BUENOS AIRES (Reuters) – Argentina’s government announced on Friday a price agreement for supermarkets to limit monthly increases to a maximum of 5% for 90 days as the country tries to tamp down triple-digit inflation as a high-stakes election looms.
Economy Minister Sergio Massa made the announcement after a meeting with supermarket representatives, noting that officials reached the deal with representatives of 31 local supermarket chains to “stabilize” prices until national elections scheduled for October.
Massa himself is running for president as the standard-bearer of the ruling Peronist coalition, after he won its nomination in last Sunday’s primary vote.

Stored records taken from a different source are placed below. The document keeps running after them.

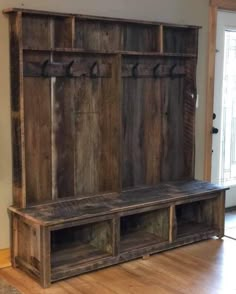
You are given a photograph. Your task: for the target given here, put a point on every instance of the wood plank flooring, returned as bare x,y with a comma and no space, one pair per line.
204,268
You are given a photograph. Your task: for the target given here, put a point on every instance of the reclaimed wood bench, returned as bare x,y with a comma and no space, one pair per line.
69,237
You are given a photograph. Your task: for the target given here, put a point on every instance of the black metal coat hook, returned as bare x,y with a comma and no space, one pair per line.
44,66
172,71
155,70
69,69
135,71
94,70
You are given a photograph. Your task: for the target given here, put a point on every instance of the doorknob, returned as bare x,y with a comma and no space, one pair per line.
215,130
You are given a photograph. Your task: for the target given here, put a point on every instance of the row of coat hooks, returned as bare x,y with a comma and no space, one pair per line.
95,69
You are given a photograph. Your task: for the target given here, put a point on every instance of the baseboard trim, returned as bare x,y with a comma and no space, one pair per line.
5,260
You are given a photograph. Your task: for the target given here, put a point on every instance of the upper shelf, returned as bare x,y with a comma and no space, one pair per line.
77,33
124,53
91,17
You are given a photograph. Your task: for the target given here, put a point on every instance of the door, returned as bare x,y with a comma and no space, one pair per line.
224,130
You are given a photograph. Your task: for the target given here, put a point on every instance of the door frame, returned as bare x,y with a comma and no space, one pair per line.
214,6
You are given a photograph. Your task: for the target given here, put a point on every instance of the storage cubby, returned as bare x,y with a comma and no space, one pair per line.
144,229
196,217
180,40
81,244
141,38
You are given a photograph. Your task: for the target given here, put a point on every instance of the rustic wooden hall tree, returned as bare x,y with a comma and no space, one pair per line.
103,115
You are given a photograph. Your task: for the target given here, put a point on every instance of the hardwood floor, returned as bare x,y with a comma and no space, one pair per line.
230,224
204,268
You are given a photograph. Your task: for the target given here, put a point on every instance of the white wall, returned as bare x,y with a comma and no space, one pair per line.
176,11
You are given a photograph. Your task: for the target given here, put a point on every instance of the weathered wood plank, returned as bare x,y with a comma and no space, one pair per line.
17,110
72,210
37,102
95,35
87,139
141,110
63,142
63,32
173,163
36,31
140,38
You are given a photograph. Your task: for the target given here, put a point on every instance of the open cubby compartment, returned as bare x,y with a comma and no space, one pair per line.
81,244
144,229
97,35
141,37
180,40
196,217
46,32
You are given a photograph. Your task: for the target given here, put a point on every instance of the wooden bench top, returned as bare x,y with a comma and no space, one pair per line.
68,210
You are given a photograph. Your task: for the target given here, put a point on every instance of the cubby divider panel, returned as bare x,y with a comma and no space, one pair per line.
81,244
144,229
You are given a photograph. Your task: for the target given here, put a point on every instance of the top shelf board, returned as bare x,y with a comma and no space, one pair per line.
99,18
78,209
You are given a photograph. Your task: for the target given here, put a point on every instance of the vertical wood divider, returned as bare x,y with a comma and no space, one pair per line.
17,110
172,224
119,94
14,239
116,235
73,35
161,40
45,257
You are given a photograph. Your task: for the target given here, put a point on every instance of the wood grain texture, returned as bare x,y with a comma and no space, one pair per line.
63,32
37,96
109,105
75,209
152,275
5,258
177,40
210,91
172,163
63,139
36,31
140,38
95,35
141,131
17,110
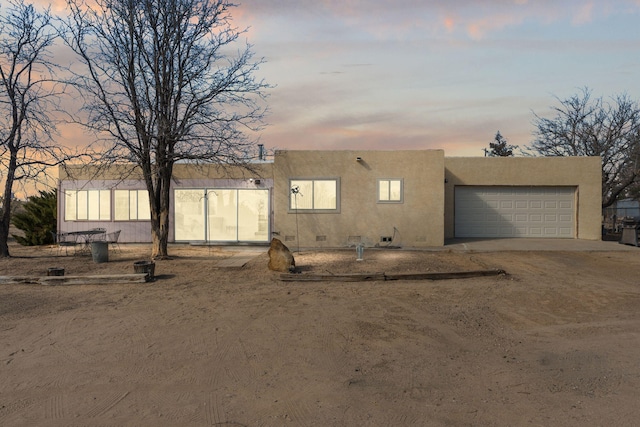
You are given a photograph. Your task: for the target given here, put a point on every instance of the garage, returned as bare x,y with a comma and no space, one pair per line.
498,211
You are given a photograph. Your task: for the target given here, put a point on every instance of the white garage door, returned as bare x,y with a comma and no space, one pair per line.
515,212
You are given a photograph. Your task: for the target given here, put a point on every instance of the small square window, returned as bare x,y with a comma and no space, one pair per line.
317,195
390,190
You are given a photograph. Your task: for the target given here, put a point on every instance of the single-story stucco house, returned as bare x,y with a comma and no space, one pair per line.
414,198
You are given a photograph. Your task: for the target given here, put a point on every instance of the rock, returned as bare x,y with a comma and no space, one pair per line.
280,257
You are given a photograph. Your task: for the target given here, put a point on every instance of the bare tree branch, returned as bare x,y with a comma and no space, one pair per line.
584,126
163,85
29,93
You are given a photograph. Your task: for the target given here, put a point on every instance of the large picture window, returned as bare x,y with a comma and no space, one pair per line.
87,205
390,190
131,205
314,194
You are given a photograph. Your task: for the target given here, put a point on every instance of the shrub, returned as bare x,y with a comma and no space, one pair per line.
37,219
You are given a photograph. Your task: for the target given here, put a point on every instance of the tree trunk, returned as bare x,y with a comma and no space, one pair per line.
5,219
160,214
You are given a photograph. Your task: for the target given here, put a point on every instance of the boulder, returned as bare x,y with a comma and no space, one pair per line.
280,257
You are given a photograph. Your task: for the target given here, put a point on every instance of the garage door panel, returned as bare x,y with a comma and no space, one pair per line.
514,212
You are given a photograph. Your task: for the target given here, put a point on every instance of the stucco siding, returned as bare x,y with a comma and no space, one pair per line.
416,221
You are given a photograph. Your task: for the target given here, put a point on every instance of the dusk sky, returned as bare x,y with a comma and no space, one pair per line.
426,74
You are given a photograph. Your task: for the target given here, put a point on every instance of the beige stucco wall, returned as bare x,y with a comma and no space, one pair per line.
416,222
584,173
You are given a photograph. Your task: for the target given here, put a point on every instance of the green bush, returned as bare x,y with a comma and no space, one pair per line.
37,219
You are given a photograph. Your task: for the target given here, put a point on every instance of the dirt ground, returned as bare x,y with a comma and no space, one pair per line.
556,341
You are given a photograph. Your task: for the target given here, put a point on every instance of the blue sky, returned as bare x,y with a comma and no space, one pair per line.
427,74
422,74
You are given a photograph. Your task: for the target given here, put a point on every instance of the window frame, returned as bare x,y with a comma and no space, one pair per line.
137,191
379,199
88,197
291,207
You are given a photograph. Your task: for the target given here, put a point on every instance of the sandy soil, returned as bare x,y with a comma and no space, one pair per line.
554,342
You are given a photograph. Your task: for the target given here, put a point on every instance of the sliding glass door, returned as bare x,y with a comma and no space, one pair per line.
222,215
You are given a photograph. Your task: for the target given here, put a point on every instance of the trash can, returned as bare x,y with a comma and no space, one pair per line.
146,267
100,251
630,231
55,271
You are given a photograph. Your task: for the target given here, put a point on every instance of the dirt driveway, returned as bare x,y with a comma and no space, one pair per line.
554,342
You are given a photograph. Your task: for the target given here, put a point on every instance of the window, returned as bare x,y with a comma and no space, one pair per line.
314,194
390,190
87,205
131,205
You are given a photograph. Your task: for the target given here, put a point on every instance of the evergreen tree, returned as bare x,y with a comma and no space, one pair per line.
37,220
500,147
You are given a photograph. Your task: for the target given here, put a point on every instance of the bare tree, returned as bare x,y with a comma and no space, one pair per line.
500,147
28,96
586,126
165,81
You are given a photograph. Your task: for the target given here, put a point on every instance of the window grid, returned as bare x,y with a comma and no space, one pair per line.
132,205
314,195
87,205
390,190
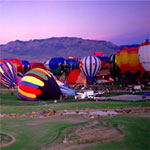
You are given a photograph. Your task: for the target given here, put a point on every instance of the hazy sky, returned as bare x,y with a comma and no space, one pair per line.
121,22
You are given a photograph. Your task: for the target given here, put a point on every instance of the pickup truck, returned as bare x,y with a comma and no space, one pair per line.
99,97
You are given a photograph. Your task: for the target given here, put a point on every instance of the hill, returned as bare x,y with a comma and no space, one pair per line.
43,49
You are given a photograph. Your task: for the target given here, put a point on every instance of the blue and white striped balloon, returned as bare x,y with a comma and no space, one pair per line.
90,65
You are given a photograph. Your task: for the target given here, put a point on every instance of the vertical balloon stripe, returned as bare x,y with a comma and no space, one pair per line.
95,69
29,89
38,74
91,68
29,84
27,98
6,73
13,69
34,75
33,80
42,71
26,94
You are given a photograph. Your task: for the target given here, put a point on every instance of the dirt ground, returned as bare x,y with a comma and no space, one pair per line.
127,97
86,135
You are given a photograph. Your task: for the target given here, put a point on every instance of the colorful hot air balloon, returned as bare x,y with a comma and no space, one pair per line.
38,84
37,65
16,62
144,55
76,77
71,65
25,66
106,62
56,65
115,71
128,61
64,89
97,54
8,74
90,65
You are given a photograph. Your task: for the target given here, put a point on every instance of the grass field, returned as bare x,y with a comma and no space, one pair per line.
48,133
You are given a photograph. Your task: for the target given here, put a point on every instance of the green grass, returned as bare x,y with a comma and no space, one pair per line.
42,135
12,104
137,136
48,130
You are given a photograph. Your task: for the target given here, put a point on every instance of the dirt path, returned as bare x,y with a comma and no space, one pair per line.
87,135
13,139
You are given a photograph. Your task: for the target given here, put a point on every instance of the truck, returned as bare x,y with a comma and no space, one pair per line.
88,94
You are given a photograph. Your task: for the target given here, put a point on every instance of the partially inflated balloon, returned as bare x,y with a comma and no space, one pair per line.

The center-left minister will face off against radical libertarian Javier Milei, the top vote getter in the nationwide primary, and center-right hopeful Patricia Bullrich.
The agreement takes into account tax benefits for those supermarkets that do not increase prices above 5% per month, besides a credit program for small and medium-sized companies that supply supermarkets, the ministry said in a statement.
The move follows other price-freezing initiatives from the government to contain surging annual inflation, which topped 113% in July. Consumer prices are expected to rise further in August after Milei’s shock primary win led to a sharp peso devaluation.
“The objective of this deal is to prevent the variation in the official exchange rate – which responds to an (International Monetary Fund) condition – from being transferred to the prices of mass consumption products, negatively impacting the pocket books of all Argentines,” the statement added.
On Thursday, the ministry announced it would freeze fuel prices until October 31 after an agreement with the industry.